現在把他找過來,無證無據的,對方肯定不會承認。
“這幾天,你在家暗中觀察一下,不能只關注他一個,其它的人也要注意一下。我們現在起步快,有人眼紅是正常的事情,不能因為他們延誤了我們交貨的時間。”
小從點頭,表示一定多加注意。
烤爐出事的事情,倒沒有引起多大的關注。
大家都知道烤爐出了點問題,阿財受傷回去了。
第二天剛上工沒多久,王小樹也受傷了。
受傷的部位和阿財差不多。
當時他給烤爐加炭,不知因為什么原因打開了烤箱的門,突如其來的熱氣把他燙傷了,雙條手臂都是水泡。
很快,王小樹的父親找了過來,要求安云開賠償。
“安姑娘,我們小樹因為在上工期間受了傷,你們肯定是要賠償銀子的吧。如果不賠償銀子表示一下,以后誰還敢給你們當烤爐工。”
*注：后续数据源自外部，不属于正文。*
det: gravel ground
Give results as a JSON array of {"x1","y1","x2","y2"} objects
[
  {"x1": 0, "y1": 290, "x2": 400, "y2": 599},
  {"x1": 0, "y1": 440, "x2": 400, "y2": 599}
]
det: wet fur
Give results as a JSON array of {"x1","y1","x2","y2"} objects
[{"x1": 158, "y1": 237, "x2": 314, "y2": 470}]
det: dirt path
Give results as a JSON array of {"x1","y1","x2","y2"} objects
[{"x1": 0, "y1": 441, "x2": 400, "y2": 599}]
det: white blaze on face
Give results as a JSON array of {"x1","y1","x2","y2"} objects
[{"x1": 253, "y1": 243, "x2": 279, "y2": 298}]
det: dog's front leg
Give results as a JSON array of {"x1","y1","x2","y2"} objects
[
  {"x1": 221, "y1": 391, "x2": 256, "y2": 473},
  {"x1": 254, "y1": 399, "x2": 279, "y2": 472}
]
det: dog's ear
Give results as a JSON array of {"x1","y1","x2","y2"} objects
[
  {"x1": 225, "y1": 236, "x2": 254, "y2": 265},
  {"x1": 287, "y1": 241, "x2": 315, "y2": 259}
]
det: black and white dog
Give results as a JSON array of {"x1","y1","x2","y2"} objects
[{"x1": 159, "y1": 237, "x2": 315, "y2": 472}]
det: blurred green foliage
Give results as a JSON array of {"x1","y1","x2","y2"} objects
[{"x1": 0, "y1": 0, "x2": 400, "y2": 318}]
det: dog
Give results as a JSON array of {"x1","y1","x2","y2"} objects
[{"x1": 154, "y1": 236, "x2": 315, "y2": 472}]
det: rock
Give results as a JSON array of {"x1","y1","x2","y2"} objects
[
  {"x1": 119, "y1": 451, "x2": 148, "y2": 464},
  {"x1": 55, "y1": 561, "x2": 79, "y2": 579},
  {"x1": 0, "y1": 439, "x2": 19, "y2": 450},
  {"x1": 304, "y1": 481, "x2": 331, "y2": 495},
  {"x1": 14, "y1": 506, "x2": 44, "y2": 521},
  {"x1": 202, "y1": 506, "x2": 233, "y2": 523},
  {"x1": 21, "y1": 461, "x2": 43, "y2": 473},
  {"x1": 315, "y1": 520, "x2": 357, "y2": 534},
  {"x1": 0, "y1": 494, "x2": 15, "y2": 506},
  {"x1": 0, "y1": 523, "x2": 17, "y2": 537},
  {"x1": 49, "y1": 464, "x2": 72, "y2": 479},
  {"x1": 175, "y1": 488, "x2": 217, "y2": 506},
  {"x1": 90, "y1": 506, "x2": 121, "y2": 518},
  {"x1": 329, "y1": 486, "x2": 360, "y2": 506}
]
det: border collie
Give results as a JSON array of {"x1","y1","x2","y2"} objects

王遠才長得不高,走起路來一瘸一拐,長了一對三角眼,鼻子扁平,整個人看著陰陽怪氣,不是很好說話的那種。
王小樹低頭站在一邊,什么話也不敢說。
安云開挑了挑眉:“小樹是在上工期間受傷的,他受了工傷,我自然要賠錢的。”
“不知你們打算賠多少?小樹是我唯一的兒子,現在雙手燙成這樣,不知道會不會影響他以后干活。除了雙手,還不知道有沒有別的地方燙傷。”
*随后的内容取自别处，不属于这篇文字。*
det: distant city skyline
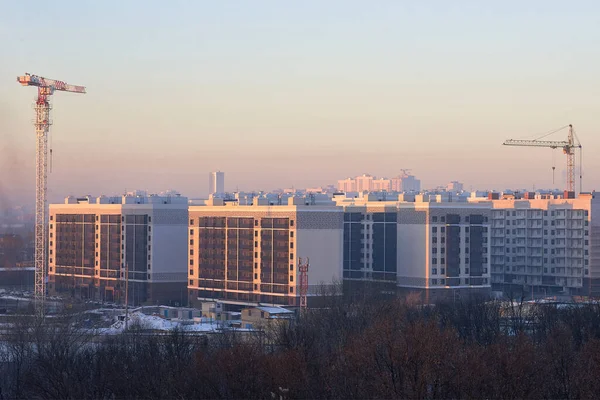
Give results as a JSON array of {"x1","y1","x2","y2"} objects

“那你的意思呢。”安云開聽著他的話就知道這件事善了不了。
王遠才的眼睛里透露出精明的光。他思考了一會,一副為安云開考慮的樣子:“安姑娘一看就是個好人,小樹遇到這樣的情況,你肯定也是看不過去。不說賠多少,隨便賠個十兩二十兩就可以了。”
邊上的劉蘭她們倒抽一口冷氣:“王遠才,你是想銀子想瘋了吧,開口就是十兩二十兩。小樹這燙傷看著嚴重,只要涂上燙傷藥,休息幾天便可以了。”
小樹的工錢和她們一樣,都是一天四十文。一個月做滿就有一兩多銀子。
一下子賠十兩,相當于半年多的工錢了,王遠才是真會開口。
“你懂什么。表面看是手臂燙傷,實際燙著了哪里,你看得清楚嗎?我也沒有開口要求賠百八十兩,只是要求十兩二十兩的,這個要求過分嗎?”王遠才不認為自己要得多。
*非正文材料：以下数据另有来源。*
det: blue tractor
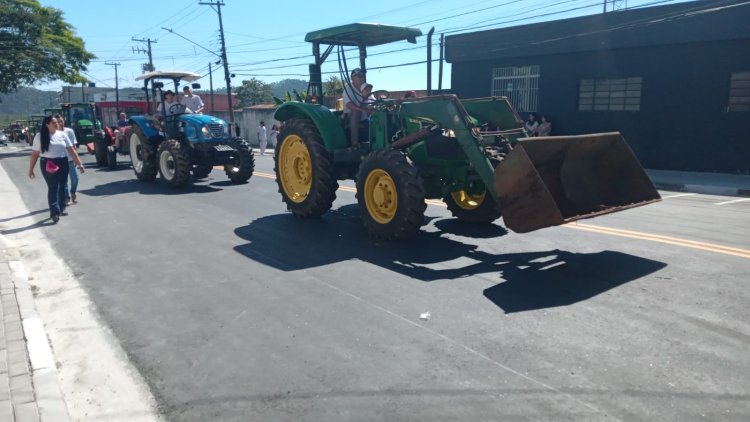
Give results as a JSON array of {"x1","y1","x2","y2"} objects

他可是打聽清楚了,人家一個茶館一天收入都好幾十兩,差不多近百兩呢。
對于她而言,十兩二十兩不過是毛毛雨的事情,不是大錢。
“小樹在是她這里燙傷的,也是我唯一的兒子。他如果有個三長兩短,我也不用活了,直接陪著小樹去了。你們如果不賠銀子,就是想逼死我們父子倆。”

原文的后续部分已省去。